Dabei müsste er gar nicht weit in die Ferne blicken. Simon Ursell ist Geschäftsführer der Londoner Umwelt-Beratungsfirma Tyler Grange. Das Unternehmen hat vor Kurzem auf die Viertagewoche umgestellt. “In Großbritannien herrscht eine ungesunde Arbeitskultur. Es gilt als Ehre, ständig zu arbeiten”, sagt Ursell. “Dabei ist die Produktivität dann verhältnismäßig gering. Unsere jüngeren Mitarbeiter wollen sich nicht mehr von diesem Burnout-Lifestyle das Leben bestimmen lassen.”
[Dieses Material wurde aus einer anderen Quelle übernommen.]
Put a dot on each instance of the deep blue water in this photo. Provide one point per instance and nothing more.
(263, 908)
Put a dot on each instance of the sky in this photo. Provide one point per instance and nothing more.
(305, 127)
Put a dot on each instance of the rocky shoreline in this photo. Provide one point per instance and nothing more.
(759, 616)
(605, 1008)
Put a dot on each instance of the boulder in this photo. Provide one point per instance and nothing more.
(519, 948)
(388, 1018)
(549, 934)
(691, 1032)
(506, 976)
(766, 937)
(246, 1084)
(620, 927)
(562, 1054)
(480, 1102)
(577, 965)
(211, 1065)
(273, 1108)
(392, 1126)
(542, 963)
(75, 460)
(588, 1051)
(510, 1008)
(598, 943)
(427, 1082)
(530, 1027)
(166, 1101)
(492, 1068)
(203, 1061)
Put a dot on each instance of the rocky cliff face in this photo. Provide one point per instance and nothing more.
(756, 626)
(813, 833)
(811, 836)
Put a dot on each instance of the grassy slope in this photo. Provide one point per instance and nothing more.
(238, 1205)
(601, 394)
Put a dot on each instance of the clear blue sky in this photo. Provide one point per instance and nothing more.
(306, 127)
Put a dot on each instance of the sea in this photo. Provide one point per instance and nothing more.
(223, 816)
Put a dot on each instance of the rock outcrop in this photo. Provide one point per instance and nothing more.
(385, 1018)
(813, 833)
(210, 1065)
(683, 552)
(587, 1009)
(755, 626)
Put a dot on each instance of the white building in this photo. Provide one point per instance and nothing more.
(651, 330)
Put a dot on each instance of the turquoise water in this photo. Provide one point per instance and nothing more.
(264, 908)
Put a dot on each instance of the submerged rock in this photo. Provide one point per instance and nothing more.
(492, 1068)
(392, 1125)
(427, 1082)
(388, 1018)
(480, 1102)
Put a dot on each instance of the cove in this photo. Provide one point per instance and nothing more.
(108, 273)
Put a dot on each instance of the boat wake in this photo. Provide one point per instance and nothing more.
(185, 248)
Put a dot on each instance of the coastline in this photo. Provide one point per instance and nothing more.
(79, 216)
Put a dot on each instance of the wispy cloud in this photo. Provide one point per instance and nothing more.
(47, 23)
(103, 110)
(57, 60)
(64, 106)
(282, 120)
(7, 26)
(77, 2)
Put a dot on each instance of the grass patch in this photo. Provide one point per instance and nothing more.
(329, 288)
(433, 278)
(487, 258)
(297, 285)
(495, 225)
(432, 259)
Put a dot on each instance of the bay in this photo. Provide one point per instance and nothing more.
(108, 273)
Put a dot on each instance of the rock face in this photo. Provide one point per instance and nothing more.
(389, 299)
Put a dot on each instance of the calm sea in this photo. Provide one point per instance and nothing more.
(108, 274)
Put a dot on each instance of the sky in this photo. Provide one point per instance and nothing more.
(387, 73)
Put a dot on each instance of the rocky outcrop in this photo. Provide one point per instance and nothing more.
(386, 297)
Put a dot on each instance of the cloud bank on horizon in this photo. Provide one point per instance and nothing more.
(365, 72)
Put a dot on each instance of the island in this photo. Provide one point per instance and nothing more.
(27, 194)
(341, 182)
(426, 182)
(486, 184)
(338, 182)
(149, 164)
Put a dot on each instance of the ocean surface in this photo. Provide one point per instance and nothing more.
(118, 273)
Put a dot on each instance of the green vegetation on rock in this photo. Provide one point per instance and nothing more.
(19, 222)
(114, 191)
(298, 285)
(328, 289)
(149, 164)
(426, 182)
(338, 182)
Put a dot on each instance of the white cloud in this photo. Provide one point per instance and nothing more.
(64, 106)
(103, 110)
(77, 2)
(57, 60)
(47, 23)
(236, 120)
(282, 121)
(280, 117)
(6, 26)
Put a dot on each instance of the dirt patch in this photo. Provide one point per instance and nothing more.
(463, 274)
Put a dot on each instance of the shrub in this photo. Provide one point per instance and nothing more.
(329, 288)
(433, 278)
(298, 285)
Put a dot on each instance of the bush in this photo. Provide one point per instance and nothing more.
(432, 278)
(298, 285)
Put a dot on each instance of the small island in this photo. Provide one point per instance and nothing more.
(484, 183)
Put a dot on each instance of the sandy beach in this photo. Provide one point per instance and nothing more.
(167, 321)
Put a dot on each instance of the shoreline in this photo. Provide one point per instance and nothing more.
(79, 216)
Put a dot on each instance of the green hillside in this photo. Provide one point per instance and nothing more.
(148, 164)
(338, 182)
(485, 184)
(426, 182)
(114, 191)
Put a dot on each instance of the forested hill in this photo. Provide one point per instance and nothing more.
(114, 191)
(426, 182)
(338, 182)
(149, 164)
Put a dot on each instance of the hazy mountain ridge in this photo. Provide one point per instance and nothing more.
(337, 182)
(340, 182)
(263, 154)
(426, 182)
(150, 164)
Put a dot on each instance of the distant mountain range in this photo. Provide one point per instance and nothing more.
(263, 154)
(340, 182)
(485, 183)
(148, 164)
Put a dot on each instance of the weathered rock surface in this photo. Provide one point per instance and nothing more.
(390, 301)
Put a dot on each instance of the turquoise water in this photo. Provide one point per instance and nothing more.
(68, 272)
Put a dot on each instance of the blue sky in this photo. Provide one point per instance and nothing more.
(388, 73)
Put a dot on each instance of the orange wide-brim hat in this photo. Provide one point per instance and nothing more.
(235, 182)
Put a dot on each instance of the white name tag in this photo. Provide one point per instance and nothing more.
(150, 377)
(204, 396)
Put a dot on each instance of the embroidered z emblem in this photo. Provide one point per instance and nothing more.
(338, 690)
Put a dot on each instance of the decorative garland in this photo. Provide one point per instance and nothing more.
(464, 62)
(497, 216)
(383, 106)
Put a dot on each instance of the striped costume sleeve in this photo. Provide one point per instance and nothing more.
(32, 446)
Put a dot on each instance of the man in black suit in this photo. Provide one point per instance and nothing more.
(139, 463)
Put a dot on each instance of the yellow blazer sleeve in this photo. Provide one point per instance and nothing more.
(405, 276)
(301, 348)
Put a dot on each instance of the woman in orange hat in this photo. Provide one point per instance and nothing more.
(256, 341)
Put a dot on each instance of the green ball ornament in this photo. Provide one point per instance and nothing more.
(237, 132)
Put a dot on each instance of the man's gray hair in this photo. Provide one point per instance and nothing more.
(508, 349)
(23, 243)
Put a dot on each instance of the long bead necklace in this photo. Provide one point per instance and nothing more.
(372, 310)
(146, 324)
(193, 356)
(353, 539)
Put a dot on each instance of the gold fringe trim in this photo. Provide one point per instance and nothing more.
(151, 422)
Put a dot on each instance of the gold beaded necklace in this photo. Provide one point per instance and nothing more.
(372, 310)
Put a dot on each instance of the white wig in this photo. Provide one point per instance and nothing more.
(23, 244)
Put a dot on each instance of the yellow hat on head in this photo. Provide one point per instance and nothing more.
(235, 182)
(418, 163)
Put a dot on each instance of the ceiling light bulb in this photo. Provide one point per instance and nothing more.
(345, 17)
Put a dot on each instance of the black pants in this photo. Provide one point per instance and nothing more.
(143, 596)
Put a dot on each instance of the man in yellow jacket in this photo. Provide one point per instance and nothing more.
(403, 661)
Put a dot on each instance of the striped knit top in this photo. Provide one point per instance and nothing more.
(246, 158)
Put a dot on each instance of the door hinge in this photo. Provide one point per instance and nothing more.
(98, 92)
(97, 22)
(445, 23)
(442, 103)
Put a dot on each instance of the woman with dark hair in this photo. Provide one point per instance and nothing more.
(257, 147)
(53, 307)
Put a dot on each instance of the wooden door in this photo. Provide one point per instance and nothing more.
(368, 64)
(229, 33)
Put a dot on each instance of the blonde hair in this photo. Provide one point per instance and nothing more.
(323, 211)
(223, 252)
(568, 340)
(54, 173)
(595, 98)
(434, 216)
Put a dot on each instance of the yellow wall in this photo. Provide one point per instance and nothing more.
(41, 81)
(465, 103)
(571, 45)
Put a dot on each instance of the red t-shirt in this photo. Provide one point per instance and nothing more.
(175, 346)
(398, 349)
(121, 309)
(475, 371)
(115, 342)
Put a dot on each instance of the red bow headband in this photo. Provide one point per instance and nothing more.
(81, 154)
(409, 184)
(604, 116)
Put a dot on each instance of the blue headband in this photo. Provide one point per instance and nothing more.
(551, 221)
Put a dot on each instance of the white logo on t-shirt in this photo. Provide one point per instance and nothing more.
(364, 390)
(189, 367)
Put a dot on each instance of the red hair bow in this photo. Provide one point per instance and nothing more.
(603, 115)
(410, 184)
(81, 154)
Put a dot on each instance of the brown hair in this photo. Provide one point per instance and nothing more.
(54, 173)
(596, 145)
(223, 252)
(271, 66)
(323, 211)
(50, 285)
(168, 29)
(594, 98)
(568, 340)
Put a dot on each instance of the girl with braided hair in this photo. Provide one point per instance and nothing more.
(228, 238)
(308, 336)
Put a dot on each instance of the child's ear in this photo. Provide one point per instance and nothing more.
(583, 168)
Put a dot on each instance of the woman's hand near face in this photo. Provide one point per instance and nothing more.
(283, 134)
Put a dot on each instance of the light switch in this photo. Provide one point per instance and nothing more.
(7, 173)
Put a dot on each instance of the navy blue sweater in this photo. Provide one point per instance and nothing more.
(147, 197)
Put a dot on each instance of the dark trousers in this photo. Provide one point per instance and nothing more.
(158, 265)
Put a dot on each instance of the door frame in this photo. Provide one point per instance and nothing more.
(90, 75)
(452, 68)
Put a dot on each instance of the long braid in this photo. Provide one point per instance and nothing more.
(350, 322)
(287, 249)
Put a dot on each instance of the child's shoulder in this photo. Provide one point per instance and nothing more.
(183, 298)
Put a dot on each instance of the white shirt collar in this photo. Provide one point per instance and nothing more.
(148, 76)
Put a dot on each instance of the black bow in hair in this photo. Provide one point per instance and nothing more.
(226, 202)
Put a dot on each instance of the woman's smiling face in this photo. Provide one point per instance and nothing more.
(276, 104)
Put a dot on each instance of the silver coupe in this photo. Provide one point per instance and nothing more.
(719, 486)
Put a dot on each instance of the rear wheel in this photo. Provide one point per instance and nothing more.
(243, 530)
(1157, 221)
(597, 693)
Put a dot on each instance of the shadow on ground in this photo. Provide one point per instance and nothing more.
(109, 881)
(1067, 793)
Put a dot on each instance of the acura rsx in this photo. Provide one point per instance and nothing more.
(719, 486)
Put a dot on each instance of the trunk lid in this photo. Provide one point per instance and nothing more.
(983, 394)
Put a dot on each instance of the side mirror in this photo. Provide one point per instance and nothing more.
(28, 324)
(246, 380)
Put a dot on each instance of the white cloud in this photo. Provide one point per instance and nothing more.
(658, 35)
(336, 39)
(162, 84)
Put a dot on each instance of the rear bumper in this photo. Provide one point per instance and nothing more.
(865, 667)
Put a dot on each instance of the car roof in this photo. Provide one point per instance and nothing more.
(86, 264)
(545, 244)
Laut Ursell ist die Viertagewoche ein voller Erfolg: Tyler Grange sei jetzt 109 Prozent produktiver als zuvor an fünf Tagen, es gebe 66 Prozent weniger Fehlzeiten und laut der internen Unternehmens-App Alertness fühlen sich die Angestellten 28 Prozent weniger müde und 14 Prozent glücklicher.
Aber gut, nicht alle sind glücklich über die Umstellung. “Es gibt auch Leute, die das klassische Arbeitsmodell dermaßen verinnerlicht haben, dass sie ziemlich wütend über die Veränderung sind”, sagt Ursell. Auf lange Sicht bereite ihm das aber keine Sorgen. “Veränderungen geschehen so schnell”, sagt er, “ein ideologisches Festhalten an alten Arbeitsmodellen würde einen sehr schnell überflüssig machen.”
Dabei sollte man nicht vergessen, dass auch das klassische 9-to-5-Modell eine relativ neue Erfindung ist. Hoffentlich gilt es bald als ein Relikt aus vergangenen Zeiten. Emma Last, Gründerin von Progressive Minds, einer Organisation, die sich auf das Wohlergehen am Arbeitsplatz spezialisiert hat, sagt: “Das alte Modell wurde geschaffen, um unsere patriarchale Gesellschaft zu stützen. Die Männer sind arbeiten gegangen und die Frauen blieben zu Hause, um zu kochen und sich um die Familie zu kümmern.” Seitdem hat sich offensichtlich viel verändert und wir alle versuchen jetzt, das Gleichgewicht zwischen Kochen, Freizeit, Selbstpflege, Freunden und Familie zu finden. Emma meint: “Ist es nicht gut, dass die Gen Z das alles hinterfragt?”